Trial and District courts have taken correct view
10. The High Court has correctly referred to this judgment, however, in our considered view failed to appreciate its holding in the attending facts and circumstances of the instant case. We say so for the reason that the money in question was recovered as part of an investigation in which the exchange of money is the subject matter of controversy. As we have already noted supra, the dispute pertains to money paid to the complainant and other like firms, in the course of business. It is undisputed that respondent no. 2 has produced before the High Court certain documents to show that the proprietary firm through the appellant-accused, owed him/his concern a sum of Rs.50,00,000/-. However, it is entirely possible that the said sum of money was part of some other transaction. Simply because the amount owed to him matches the amount recovered does not establish that he is the only claimant to the said amount. As such, we hold that the Additional District and Sessions Judge, Mehsana correctly took the view that the direct ownership of the said Respondent cannot be conclusively established.
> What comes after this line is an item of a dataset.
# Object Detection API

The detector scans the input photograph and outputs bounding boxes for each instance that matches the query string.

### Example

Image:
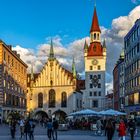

Ownership of the sum of money can be determined only at the end of trial
11. The appropriate ownership of the sum of money can only be determined after consideration of all evidence and having taken into account the claims and views of all the other persons that the appellant-accused has allegedly played foul with, in business. The evidence presented by respondent no. 2 to establish his claim over the said amount will have to be considered by the Court seized of trial in the matter, and then only can a proper decision be arrived at. At this stage, therefore, releasing the muddamal would be unjustified and premature.
12. In that view of the matter, the appeal is allowed. The judgment of the High Court with particulars as mentioned in paragraph 1 is set aside and the judgment and orders of the Courts below are restored.
Party
Rajput Vijaysinh Natwarsinh vs. State of Gujarat & Ors - Criminal Appeal No. 4129 of 2025 (Arising out of SLP(Criminal) No.3179 of 2025) - September 18, 2025 - 2025 INSC 1129 – Hon’ble Mr. Justice Sanjay Karol and Hon’ble Mr. Justice Prashant Kumar Mishra.